Jenny Tobias sent us a link to her amazing New York City Numbers Calendar [1.6MB PDF]. Each month features numbers that she photographed in different areas of the city. For instance, January's numbers (above) came from the East Village between 1st and 3rd Street. Consult the first page of the calendar for the location information. Bonus: Jennifer marks up the calendar with all the major holidays, as well as some lesser known ones, like National Headache Awareness Day. If you are a designer who has a made a 2006 calendar, send us in a link and we'll post it here.
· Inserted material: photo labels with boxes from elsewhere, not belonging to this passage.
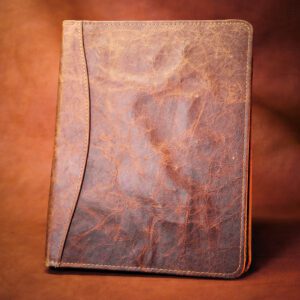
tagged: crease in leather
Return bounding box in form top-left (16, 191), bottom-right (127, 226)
top-left (46, 22), bottom-right (90, 267)
top-left (47, 21), bottom-right (252, 277)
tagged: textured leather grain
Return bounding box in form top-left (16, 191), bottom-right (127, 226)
top-left (47, 20), bottom-right (252, 278)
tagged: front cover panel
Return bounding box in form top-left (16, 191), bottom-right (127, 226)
top-left (47, 21), bottom-right (252, 277)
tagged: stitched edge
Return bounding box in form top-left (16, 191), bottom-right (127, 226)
top-left (57, 22), bottom-right (89, 266)
top-left (56, 20), bottom-right (253, 276)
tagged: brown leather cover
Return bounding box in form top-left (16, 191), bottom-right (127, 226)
top-left (46, 20), bottom-right (252, 278)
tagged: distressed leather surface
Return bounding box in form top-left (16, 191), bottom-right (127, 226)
top-left (48, 21), bottom-right (252, 277)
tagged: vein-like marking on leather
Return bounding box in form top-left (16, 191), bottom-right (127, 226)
top-left (58, 21), bottom-right (90, 265)
top-left (55, 20), bottom-right (252, 277)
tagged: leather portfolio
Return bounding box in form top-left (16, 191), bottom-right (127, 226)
top-left (46, 20), bottom-right (252, 278)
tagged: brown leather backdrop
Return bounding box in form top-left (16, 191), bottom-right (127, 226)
top-left (0, 0), bottom-right (300, 299)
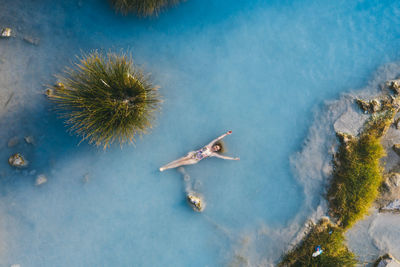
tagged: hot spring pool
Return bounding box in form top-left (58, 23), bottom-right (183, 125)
top-left (0, 0), bottom-right (400, 267)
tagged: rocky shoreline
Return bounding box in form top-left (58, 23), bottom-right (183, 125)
top-left (283, 64), bottom-right (400, 266)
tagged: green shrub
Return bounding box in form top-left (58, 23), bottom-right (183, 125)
top-left (112, 0), bottom-right (182, 17)
top-left (327, 110), bottom-right (394, 229)
top-left (278, 220), bottom-right (357, 267)
top-left (48, 51), bottom-right (161, 148)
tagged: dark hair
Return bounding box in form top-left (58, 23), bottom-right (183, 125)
top-left (212, 141), bottom-right (226, 154)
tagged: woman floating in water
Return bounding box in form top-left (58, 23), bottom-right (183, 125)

since when did 20 become a grafitti flower? it seems to be missing quite a few numbers, i like the idea though
yeah, it's a nice (if not original) idea, but the missing numbers detract. if you've ever gone to art school this kind of thing is standard design 101 stuff and not very interesting. to be done well she needs to be photographing better typography and using much more interesting composition. points to jenny for putting her work out there, and glad gothamist is enjoying it, but really... "amazing"? not so much.
fr8sh? dontcha mean fr3sh?
The missing numbers reflect reality. If there's no numbered building on a given lot, it gets a blank. Also, the numbers correspond to the actual sequence on the street (with one or two exceptions, and those are all from the given street). The goal is to show what's actually on buildings, not "more interesting typography." Isn't it interesting, for example, that First Street has lots of those cheap gold diamond-shaped stick-on numbers while Ninth Street has lots of elegant canopies?
About the grafitti flower and other bits like it: these fill in some of those gaps. Mostly these bits are from the that month's street.
By the way, month corresponds strictly to street: January is only First Street, not First to Third Streets.